Canon Simon Thomson, and parish administrator Hannah Procter at Corpus Christi Church were both her pupils.

“Father Simon, and Hannah were both good students, but Hannah dreaded me because she wasn’t good at spelling and I was trying to help her to improve,” she said.

“It was a good thing, though, because with the job she has now, she needs to be able to spell well.”

One year Sr Thérèse had 53 children in her class.

“There were no regulations,” she said.

“As long as you could manage, you could have as many pupils as you liked.

“And once the children were seated on benches, they couldn’t move until playtime because they would have to step over the others to get out.

“But they were happy – it was a very happy time.”

In his thanksgiving address Canon Thomson celebrated her 60 years in Wokingham, and 120 years of service from the Dominican sisters.

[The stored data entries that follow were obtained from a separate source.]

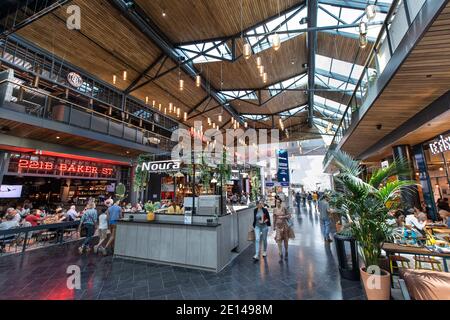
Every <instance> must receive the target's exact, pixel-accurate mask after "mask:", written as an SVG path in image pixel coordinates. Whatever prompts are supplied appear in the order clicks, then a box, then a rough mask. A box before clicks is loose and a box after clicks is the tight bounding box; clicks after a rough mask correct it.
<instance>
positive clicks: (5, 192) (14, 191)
mask: <svg viewBox="0 0 450 320" xmlns="http://www.w3.org/2000/svg"><path fill="white" fill-rule="evenodd" d="M21 195H22V186H21V185H17V186H11V185H2V186H0V198H20V196H21Z"/></svg>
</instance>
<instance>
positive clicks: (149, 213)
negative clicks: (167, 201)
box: [144, 202, 156, 221]
mask: <svg viewBox="0 0 450 320" xmlns="http://www.w3.org/2000/svg"><path fill="white" fill-rule="evenodd" d="M144 209H145V211H146V212H147V221H153V220H155V217H156V216H155V210H156V208H155V204H153V203H151V202H147V203H146V204H144Z"/></svg>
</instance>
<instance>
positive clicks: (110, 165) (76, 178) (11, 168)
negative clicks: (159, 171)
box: [0, 149, 130, 207]
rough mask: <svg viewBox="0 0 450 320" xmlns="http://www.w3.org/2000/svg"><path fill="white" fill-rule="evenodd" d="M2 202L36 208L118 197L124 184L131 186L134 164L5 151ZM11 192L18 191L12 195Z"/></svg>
mask: <svg viewBox="0 0 450 320" xmlns="http://www.w3.org/2000/svg"><path fill="white" fill-rule="evenodd" d="M2 151H3V152H4V153H5V154H6V155H7V156H6V161H5V162H4V165H3V172H2V173H3V174H2V177H3V179H2V184H1V192H0V203H1V204H3V205H5V204H6V203H9V202H23V201H24V200H30V201H32V202H33V203H34V204H35V205H36V206H41V205H42V206H50V207H53V206H55V205H61V204H62V205H68V204H75V205H77V206H84V205H85V204H86V203H87V201H88V199H89V198H95V199H97V200H99V203H102V200H104V199H107V198H108V197H110V196H114V192H115V187H116V185H117V184H118V183H120V182H122V183H123V182H125V183H126V185H127V184H129V181H128V180H129V174H130V173H129V172H130V165H129V164H127V163H119V162H117V161H110V160H107V159H96V158H88V157H80V156H75V155H67V154H58V153H54V152H48V151H42V150H39V151H36V150H17V149H16V150H11V149H10V150H2ZM11 190H14V192H12V191H11Z"/></svg>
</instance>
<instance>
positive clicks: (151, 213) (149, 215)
mask: <svg viewBox="0 0 450 320" xmlns="http://www.w3.org/2000/svg"><path fill="white" fill-rule="evenodd" d="M155 218H156V217H155V213H154V212H151V211H147V221H154V220H155Z"/></svg>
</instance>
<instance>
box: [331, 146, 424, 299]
mask: <svg viewBox="0 0 450 320" xmlns="http://www.w3.org/2000/svg"><path fill="white" fill-rule="evenodd" d="M333 155H334V163H335V164H336V166H337V167H338V169H339V170H340V173H339V174H338V175H336V176H335V181H336V185H338V186H339V191H338V192H337V193H338V194H339V195H340V197H339V202H338V203H339V208H337V209H339V210H341V211H342V212H343V213H344V214H345V215H346V216H348V218H349V222H350V229H351V235H352V236H353V237H354V238H355V239H356V241H357V243H358V248H359V251H360V255H361V258H362V260H363V262H364V266H363V267H361V268H360V275H361V280H362V282H363V286H364V289H365V292H366V296H367V298H368V299H369V300H389V299H390V274H389V273H388V272H387V271H386V270H383V269H382V268H380V258H381V249H382V246H383V243H384V242H385V241H386V240H387V239H389V238H390V236H391V234H392V226H391V224H390V223H389V222H388V221H389V219H390V216H389V210H391V209H394V207H395V206H398V205H400V195H401V191H402V190H408V189H409V188H410V187H411V186H413V185H415V184H416V183H415V181H412V180H398V178H397V176H398V175H410V169H409V165H408V163H407V162H406V161H404V160H398V161H394V162H393V163H391V164H390V165H389V166H388V167H386V168H382V169H376V170H374V171H373V172H372V175H371V177H370V179H368V180H367V181H365V180H363V179H361V178H360V176H361V173H362V168H361V166H360V164H359V162H358V161H356V160H354V159H353V158H352V157H351V156H349V155H348V154H346V153H345V152H342V151H338V152H334V154H333Z"/></svg>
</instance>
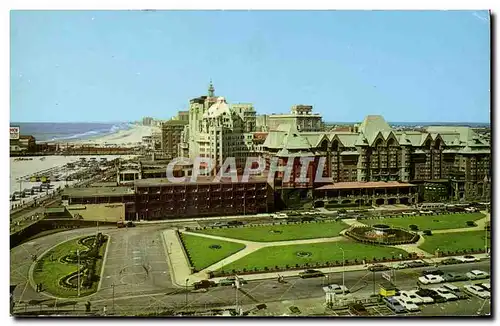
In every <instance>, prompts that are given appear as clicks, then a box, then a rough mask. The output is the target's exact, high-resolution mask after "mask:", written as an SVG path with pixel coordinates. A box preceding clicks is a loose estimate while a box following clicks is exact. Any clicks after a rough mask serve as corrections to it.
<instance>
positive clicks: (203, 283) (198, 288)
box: [193, 280, 217, 290]
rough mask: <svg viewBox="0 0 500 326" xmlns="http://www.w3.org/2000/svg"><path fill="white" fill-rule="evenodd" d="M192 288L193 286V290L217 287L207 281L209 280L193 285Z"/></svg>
mask: <svg viewBox="0 0 500 326" xmlns="http://www.w3.org/2000/svg"><path fill="white" fill-rule="evenodd" d="M193 286H194V289H195V290H198V289H208V288H211V287H215V286H217V283H215V282H214V281H209V280H201V281H199V282H196V283H194V284H193Z"/></svg>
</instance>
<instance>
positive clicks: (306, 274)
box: [299, 269, 325, 278]
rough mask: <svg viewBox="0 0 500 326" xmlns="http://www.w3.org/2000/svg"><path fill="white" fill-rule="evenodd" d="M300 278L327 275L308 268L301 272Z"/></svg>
mask: <svg viewBox="0 0 500 326" xmlns="http://www.w3.org/2000/svg"><path fill="white" fill-rule="evenodd" d="M299 276H300V278H313V277H322V276H325V274H323V272H320V271H317V270H315V269H307V270H305V271H303V272H300V273H299Z"/></svg>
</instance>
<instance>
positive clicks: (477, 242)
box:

He said: “I feel enormously privileged to be here. Who would imagine that little Simon, her pupil, would one day end up as the parish priest of Corpus Christi where he grew up as a boy.

“I’ll never forget my first Saturday evening Mass five years ago, with Sr Thérèse sitting there. I was 59 at the time, but I felt seven years old in her presence. We have never lost touch, and I am so thankful for those formative school years.

“We wish Sr Thérèse every blessing in this next stage of her life. She and the sisters have been witness to their faith and will be remembered for a very long time.”

When she returns to France, Sr Thérèse says she will accept whatever her new convent would like her to do.

“I will re-adapt to living in France, and to speaking French,” she said.

Asked what is important to her, she said: “I believe in prayer, and making sure I say thank you to the Lord, even when something bad happens – because something good will happen eventually.

“I firmly believe this gives me the strength to carry on. My motto is to ‘live and to die in the service of God and my neighbour’. It is what I and my sisters have tried to do all our lives.

“I have tried to give my best. I didn’t always succeed – I had failures like everybody, but I had quite a few successes, too. I found my strength in the Lord, and in prayer.”